Sustainable portfolio withdrawal scenarios for 2022 retirees—three scenarios
Annual inflation-adjusted withdrawal rates (estimated for the 30 years ending 2052)
Source: Vanguard calculations based on data from the Survey of Professional Forecasters, Morningstar, Inc. (intermediate-term U.S. government bond returns), Kenneth French’s Data Library (U.S. total stock market return), and Robert Shiller’s website (CPI).
Notes: The sustainable withdrawal rate assumes a percentage withdrawal from the portfolio’s initial balance that can be increased by the inflation rate over the 30 years starting in 2022. At this rate, the portfolio would avoid depletion over that period in 85% of all simulations.
Risk management mindset
Forecasts help us to identify a storm in advance so we can swerve, stall or batten down the hatches, even when sunny skies might appear to prevail. Many of those who have retired or are close to retiring also have the benefit of having lived through a period of really strong markets. So the fact they may have to lower their withdrawal rates to ensure their pension savings last at least 30 years is at least offset by the fact their balance has swelled during the bull market of recent years.
Those who have some way to go before they retire also have the option to reassess their retirement income goals and/or to consider increasing their pension contributions to maintain them.
Just as important for investors is to view a systematic withdrawal rate more as a jumping-off point than a hard-and-fast rule that must always be adhered to, because it can always be revised as the return outlook changes.
You can also employ what we like to term a ‘dynamic spending’ approach. It’s something I’ve written about before in greater detail and something we plan to provide customers more help with in the future.
But, in short, it entails adjusting the percentage of income you withdraw each year from your pension based on how well your portfolio performed in the previous year, subject to an inflation-adjusted floor or ceiling. The ceiling helps to build a buffer when markets have done well while the floor helps to maintain a reasonable level of spending if there’s been a sharp decline in value of your portfolio.

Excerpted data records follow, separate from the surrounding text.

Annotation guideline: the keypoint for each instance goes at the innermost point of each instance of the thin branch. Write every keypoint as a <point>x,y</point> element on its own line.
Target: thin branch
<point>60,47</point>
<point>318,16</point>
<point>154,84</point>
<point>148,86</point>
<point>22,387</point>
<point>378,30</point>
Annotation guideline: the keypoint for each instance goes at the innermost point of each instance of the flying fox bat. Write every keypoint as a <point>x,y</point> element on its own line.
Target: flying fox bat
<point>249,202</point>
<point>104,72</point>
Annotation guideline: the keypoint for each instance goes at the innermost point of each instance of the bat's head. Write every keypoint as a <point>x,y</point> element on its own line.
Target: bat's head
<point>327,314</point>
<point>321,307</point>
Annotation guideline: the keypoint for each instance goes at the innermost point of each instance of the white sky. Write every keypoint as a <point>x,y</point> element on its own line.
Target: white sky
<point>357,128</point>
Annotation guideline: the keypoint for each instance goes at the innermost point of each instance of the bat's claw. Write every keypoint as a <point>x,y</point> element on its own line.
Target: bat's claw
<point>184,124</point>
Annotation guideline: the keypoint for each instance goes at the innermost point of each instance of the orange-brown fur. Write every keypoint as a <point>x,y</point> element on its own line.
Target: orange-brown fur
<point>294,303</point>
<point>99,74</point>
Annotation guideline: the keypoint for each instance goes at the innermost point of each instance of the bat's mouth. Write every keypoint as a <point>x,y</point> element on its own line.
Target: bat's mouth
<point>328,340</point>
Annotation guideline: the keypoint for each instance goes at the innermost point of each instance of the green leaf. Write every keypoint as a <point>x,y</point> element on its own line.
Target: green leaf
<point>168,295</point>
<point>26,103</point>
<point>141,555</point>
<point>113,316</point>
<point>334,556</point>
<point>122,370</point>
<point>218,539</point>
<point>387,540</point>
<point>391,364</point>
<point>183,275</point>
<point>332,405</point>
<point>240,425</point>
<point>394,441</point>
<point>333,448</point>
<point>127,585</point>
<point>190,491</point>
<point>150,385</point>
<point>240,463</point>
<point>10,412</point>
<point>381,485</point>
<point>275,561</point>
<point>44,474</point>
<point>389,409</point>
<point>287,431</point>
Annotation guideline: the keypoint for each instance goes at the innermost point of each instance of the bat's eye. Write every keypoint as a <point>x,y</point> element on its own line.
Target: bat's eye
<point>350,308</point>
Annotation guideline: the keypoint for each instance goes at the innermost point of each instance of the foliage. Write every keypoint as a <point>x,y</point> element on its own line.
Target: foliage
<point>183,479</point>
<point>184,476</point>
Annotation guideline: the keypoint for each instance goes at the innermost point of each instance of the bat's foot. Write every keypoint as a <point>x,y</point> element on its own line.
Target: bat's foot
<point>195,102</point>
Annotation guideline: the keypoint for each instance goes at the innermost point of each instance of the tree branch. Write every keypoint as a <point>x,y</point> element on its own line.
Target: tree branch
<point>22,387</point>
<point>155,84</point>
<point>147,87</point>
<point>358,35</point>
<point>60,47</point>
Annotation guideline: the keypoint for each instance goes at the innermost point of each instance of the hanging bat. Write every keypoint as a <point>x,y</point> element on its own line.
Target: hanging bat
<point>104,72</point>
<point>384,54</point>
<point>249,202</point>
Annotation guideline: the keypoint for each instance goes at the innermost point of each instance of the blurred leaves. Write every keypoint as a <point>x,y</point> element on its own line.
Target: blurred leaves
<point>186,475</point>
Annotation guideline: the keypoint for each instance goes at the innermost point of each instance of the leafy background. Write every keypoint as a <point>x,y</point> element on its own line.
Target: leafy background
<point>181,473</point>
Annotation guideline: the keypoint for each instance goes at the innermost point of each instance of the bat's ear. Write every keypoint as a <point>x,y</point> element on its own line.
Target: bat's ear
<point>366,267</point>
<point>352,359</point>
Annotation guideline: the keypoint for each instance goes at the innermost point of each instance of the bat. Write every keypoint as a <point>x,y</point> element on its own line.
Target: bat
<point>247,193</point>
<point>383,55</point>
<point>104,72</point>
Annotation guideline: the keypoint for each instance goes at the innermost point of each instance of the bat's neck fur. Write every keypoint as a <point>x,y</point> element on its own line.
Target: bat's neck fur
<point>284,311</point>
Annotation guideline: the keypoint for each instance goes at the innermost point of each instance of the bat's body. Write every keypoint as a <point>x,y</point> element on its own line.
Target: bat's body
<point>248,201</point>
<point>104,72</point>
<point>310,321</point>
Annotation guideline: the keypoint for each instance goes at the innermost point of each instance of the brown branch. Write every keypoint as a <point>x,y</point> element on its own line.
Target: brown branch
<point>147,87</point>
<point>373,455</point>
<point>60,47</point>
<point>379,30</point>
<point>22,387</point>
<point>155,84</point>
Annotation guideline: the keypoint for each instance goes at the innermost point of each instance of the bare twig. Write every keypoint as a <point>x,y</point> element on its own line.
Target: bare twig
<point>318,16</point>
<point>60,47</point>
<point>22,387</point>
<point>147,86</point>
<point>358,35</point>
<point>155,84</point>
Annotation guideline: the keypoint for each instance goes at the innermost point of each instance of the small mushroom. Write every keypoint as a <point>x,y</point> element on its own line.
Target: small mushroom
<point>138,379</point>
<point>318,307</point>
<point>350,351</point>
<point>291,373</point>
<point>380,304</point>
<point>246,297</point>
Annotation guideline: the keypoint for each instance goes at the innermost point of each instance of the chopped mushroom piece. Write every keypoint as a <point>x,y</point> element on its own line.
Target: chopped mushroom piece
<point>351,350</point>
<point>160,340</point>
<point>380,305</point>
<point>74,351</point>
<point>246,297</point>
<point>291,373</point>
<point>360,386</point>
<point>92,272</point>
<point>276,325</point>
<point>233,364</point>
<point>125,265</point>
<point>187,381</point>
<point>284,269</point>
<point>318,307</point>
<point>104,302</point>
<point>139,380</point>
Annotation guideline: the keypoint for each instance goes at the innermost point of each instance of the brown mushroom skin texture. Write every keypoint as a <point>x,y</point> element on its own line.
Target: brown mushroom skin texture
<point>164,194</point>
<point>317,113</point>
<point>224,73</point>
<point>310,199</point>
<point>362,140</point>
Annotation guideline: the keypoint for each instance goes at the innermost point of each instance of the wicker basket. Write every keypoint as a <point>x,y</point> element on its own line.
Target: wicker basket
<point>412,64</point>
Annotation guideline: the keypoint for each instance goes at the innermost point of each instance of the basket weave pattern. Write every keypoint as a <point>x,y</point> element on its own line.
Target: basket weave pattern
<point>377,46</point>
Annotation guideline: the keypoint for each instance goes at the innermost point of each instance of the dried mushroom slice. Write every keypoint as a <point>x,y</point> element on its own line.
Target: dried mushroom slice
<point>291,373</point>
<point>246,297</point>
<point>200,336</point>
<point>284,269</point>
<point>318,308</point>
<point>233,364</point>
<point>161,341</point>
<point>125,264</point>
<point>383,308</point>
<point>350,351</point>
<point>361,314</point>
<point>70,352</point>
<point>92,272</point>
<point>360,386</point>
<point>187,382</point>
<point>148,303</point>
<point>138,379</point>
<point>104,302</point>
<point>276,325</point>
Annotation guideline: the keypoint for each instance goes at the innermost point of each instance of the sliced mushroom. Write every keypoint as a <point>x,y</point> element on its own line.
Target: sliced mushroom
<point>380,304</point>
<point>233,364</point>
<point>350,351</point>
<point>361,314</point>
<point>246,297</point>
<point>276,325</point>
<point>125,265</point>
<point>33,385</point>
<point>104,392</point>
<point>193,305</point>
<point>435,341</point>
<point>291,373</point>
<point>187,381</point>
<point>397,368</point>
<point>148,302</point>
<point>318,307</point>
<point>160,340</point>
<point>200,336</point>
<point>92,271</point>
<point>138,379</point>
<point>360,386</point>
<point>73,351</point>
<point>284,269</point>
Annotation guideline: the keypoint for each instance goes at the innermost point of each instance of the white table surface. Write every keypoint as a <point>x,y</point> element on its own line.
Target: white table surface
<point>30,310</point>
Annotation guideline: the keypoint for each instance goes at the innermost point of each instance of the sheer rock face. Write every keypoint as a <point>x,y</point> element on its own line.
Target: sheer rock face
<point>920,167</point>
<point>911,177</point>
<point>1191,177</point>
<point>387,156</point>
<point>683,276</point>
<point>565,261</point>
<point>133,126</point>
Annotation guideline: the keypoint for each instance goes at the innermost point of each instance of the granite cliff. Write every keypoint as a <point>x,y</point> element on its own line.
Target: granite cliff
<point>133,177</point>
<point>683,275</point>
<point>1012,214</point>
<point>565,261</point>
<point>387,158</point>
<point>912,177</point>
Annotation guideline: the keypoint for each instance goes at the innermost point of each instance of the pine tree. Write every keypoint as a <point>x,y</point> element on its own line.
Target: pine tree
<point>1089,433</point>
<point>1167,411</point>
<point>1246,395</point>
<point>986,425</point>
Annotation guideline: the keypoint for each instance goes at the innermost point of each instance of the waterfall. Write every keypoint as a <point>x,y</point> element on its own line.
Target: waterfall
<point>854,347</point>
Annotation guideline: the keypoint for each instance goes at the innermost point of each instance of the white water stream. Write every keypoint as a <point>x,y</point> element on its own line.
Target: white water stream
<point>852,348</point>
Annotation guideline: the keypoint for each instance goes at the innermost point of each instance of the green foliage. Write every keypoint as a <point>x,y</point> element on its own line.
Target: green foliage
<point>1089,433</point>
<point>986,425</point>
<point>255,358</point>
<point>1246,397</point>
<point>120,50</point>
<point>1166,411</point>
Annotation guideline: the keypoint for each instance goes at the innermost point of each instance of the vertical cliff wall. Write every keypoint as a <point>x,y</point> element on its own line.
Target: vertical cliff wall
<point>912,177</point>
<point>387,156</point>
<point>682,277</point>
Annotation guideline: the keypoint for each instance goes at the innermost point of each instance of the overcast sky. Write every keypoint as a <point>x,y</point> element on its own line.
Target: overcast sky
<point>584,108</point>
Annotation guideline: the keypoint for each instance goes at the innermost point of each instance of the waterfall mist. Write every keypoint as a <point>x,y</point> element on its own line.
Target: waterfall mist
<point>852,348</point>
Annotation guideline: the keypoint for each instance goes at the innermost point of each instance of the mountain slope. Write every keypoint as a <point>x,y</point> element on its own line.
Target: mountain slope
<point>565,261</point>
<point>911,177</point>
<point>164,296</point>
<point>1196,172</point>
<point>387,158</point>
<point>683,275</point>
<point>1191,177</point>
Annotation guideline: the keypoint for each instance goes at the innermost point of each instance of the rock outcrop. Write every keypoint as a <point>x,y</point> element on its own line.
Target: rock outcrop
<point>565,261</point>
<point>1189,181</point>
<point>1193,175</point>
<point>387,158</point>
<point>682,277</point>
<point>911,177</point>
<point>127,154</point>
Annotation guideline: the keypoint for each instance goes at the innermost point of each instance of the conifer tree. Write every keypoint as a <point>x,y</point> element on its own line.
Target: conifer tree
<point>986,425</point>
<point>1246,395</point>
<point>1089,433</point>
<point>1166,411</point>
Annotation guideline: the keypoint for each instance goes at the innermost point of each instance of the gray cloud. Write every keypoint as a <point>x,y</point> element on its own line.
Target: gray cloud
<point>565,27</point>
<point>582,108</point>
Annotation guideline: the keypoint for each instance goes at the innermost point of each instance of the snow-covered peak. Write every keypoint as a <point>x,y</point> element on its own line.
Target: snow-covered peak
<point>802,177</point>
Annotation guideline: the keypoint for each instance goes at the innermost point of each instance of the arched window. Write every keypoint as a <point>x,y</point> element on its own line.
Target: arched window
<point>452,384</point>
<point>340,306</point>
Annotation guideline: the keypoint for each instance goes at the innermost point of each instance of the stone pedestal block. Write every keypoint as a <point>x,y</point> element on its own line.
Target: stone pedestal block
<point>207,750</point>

Our research6 shows that your chances of not running out of money – state pension aside – are significantly improved with a dynamic spending approach compared with simply increasing your income each year in line with inflation.
The need to make sound financial decisions doesn’t just go away because you are retired. In some respects, it can actually go up because you have to think about making sure you don’t outlive your investment portfolio, as well as potentially leaving bequests and changes in the investment outlook.
The decisions investors make in the first decade right after retirement, especially, can have a major bearing – as can market conditions during that time.
It’s more reason to continue taking a strategic approach to your finances all through your investment lifetime.
1 Currently 66, rising to 67 between 2026 and 2028 and then to 68 between 2044 and 2046.
2 Bengen, William; ‘Determining withdrawal rates using historical data’, Journal of Financial Planning, October 1994.
3 Rather than drive returns, which is the role of shares, the role of bonds in a multi-asset portfolio is to act as stabilisers. The less correlated they are with shares, the better they can perform this task. See ‘How government bonds complement your shareholdings’.
4 Average life expectancy is complex and can hide a multitude of possibilities. Find out your own personalised life expectancy using the government’s interactive calculator.
5 Khang, Kevin Ph.D, David Pakula CFA, and Andrew Clarke CFA; ‘Sustainable Withdrawal Rates by Return Environment: A Time-Varying Bayesian Analysis’ will be published in The Journal of Retirement later this year.
6 Daga, Ankul CFA, David Pakula, CFA and Jacob Bupp, ‘Sustainable spending rates in turbulent markets’, Vanguard Research, January 2021.